Я смотрю, как Эзра поворачивается на пятках, направляется к задней двери и исчезает, как будто его здесь и не было.

Я начинаю думать, что на территории язычников не все так радужно. Эзра – наркоман, а Фи – одинокая сучка. Это наводит меня на мысли, что в этих стеклянных домах гораздо больше секретов, чем они позволяют людям думать.

— Привет, грешник.

Я бросаю взгляд налево, обратно в гостиную, и вижу блондинку, с которой, кажется, заканчивал школу, и которая смотрит на меня с места на потертом клетчатом диванчике.

Она улыбается мне и показывает на свою грудь.

— Джесси. Мы ходили на одни и те же уроки.

Джесси хорошенькая, красивая в своем поношенном американском стиле. Сиськи, вываливающиеся из ее топа с глубоким вырезом, подсказывают мне, что она может быть хороша в постели, но она не в моем вкусе, и я не настолько хочу трахаться, чтобы притворяться, что она мне нравится.

Пока я не найду ту, с которой буду чувствовать себя как в тишине, все это просто бессмысленный шум.

— Я…

— Джесси, девочка, подержи-ка.

Моя кровь застыла в жилах, когда меня перебила женщина в возрасте, сидящая на диване. Она подозвала пальцем девушку, стоящую передо мной, а затем бросила на стеклянный кофейный столик пластиковый пакет с белым порошком.

Я бы, наверное, спрятал его под коврик, как кокаин, если бы она не достала из сумочки погнутую серебряную ложку и чистый шприц.

Боль отзывается эхом в груди, когда я вспоминаю, когда в последний раз видел такую иглу. И как впервые увидел нечто подобное.

Мне было восемь лет, когда я впервые застал отца за употреблением наркотиков. Была середина января, земля была покрыта снегом. Запах белого уксуса, который слишком долго простоял на солнце, привел меня в его спальню.

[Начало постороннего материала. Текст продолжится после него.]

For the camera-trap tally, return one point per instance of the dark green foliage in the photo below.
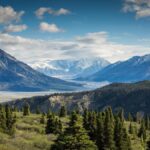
(121, 137)
(43, 119)
(38, 110)
(50, 126)
(142, 131)
(26, 109)
(100, 132)
(109, 130)
(63, 111)
(148, 145)
(7, 120)
(131, 129)
(74, 138)
(147, 122)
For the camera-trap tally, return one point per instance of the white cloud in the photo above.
(140, 7)
(43, 10)
(90, 45)
(15, 28)
(8, 15)
(45, 27)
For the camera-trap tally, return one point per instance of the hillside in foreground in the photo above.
(31, 132)
(134, 97)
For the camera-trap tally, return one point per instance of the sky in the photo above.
(34, 31)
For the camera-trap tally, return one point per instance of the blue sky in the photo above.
(119, 29)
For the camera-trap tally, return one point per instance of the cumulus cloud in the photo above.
(43, 10)
(8, 15)
(15, 28)
(43, 50)
(140, 7)
(53, 28)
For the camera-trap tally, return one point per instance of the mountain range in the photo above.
(17, 76)
(70, 69)
(133, 97)
(134, 69)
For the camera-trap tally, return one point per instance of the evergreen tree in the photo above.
(26, 109)
(130, 118)
(142, 131)
(100, 132)
(121, 137)
(131, 129)
(147, 122)
(58, 126)
(85, 119)
(121, 115)
(109, 131)
(63, 111)
(2, 119)
(10, 121)
(42, 119)
(148, 145)
(38, 110)
(50, 126)
(75, 137)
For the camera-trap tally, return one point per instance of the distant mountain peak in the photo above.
(17, 76)
(134, 69)
(71, 68)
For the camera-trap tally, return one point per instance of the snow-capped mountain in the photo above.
(70, 69)
(17, 76)
(135, 69)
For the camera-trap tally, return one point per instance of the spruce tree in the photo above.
(100, 132)
(148, 145)
(63, 111)
(147, 122)
(26, 109)
(75, 137)
(142, 131)
(10, 121)
(50, 126)
(38, 110)
(131, 129)
(42, 119)
(109, 131)
(2, 119)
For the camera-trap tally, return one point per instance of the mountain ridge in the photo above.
(17, 76)
(134, 69)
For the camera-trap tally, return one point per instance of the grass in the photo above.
(30, 135)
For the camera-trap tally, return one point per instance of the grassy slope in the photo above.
(30, 135)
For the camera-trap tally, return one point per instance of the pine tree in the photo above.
(142, 131)
(100, 132)
(121, 115)
(10, 121)
(109, 130)
(58, 126)
(148, 145)
(147, 122)
(26, 109)
(42, 119)
(121, 137)
(75, 137)
(131, 129)
(50, 126)
(85, 119)
(38, 110)
(2, 119)
(63, 111)
(130, 118)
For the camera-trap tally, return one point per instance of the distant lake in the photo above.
(9, 96)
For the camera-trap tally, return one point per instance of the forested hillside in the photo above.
(23, 130)
(133, 98)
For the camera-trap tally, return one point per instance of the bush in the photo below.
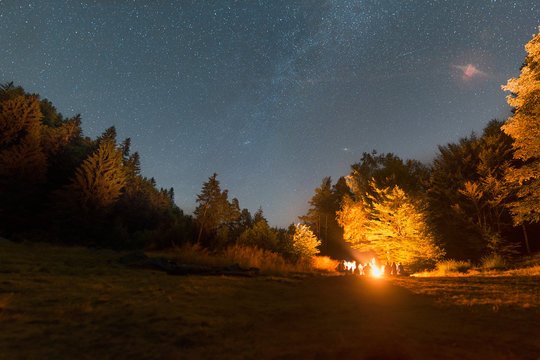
(493, 262)
(453, 266)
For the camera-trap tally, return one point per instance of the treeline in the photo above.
(479, 197)
(57, 185)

Когда я спросил, что он делает, увидев синюю повязку на его предплечье и наполненный шприц, направленный в вену, он взорвался. Разгневанный тем, что я помешал ему, он выкинул меня на улицу и запер дверь.

Я простоял в морозную зиму несколько часов, без обуви и верхней одежды. Только я и снег, пока не появилась бабушка. Я пробыл два дня в больнице, где меня лечили от переохлаждения.

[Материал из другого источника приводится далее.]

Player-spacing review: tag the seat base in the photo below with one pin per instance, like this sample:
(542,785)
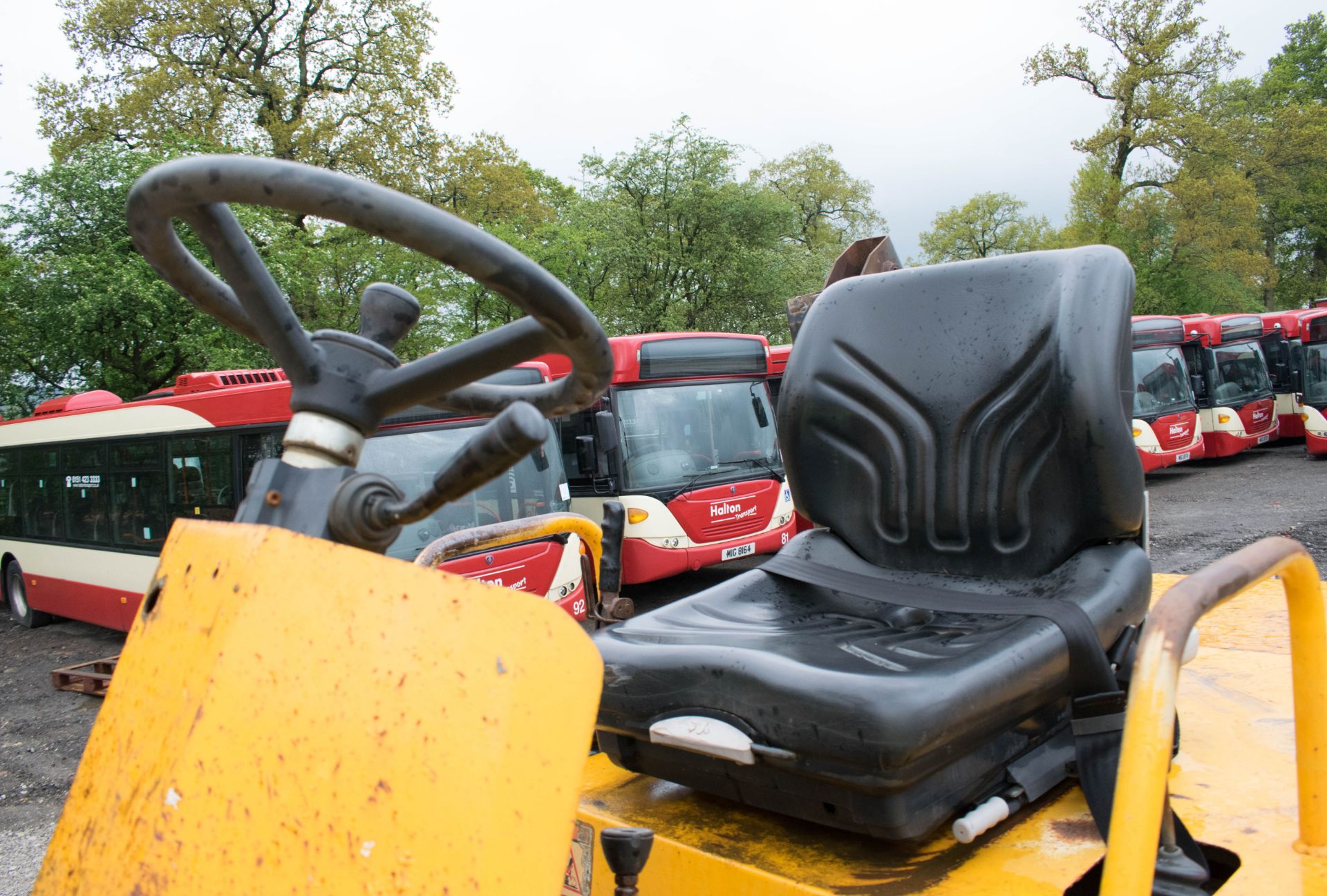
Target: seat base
(865,715)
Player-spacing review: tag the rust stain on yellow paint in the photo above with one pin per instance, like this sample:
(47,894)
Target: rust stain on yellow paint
(299,716)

Папа даже не заметил, что я пропал. Даже не вспомнил, что оставил меня на улице.

После этого я перестал ему мешать.

— Ты в порядке? — спрашивает Джесси.

Эти слова возвращают меня в настоящее. В мое настоящее, а не в прошлое, которое я не мог контролировать, а в мою нынешнюю жизнь. Я сам выбрал быть здесь, окружить себя этим, а не моим отцом, как раньше.

Я переводил взгляд на Джесси, которая все еще смотрела на меня. Мои глаза скользили по ее телу, я уверен, что она думает, будто я ее разглядываю. Я следил за линиями ее тела и в изгибе ее руки нашел то, что искал.

Небольшие красновато-пурпурные синяки украшают кожу вокруг ее вен. Моя челюсть напрягается. Героин еще не успел отнять у нее красоту. Уверен, она все еще убеждает себя, что это обойдет ее стороной.

«Это только ради удовольствия», наверное, как-то так она думает.

— Это Оукс дал? — спрашиваю я, ошеломленно указывая на пакетик с героином.

— Да, хочешь по…

— У тебя есть максимум месяц до того, как начнут выпадать первые зубы. Может, неделя, прежде чем вены на твоих руках лопнут, и ты начнешь искать место для укола между пальцами ног, — выплюнул я, глядя ей прямо в глаза. — Ты не умрешь красивой, но умрешь молодой.

Я оставляю ее сидеть там с полуоткрытым ртом, проталкиваюсь через толпу в узком коридоре и срываю свою дверь с петель. Хотелось бы мне верить, что мои слова достаточно шокировали ее, чтобы она бросила это дерьмо, но я не питаю большого доверия к человечеству.

Когда героин обволакивает тебя своими холодными, скользкими объятиями, он шепчет тебе на ухо сладкие слова и обещает, что тебе не будет больно. Он заставляет тебя поверить, что все, что тебе нужно, – это он, а потом забирает все, что у тебя было, и остается единственным, что у тебя осталось. Ты следуешь за ним, веришь ему, пока он не приводит тебя на кладбище и не бросает лицом вниз в могилу, которую ты сам себе и вырыл.

Ты умираешь слабым, больным и одиноким.

И героина больше нигде нет.

Дрожащими руками я вытаскиваю из-под старой кровати спортивные сумки, бросаю их на смятые простыни и запихиваю в них всю свою жизнь.

Две сумки.

Все, что определяет меня, поместится в них.

— Джи! Чувак, где ты был? — раздается от открытой двери невнятный голос Окли, его ноги в ботинках тяжело стучат по полу. — Я даже не заметил, как ты пришел.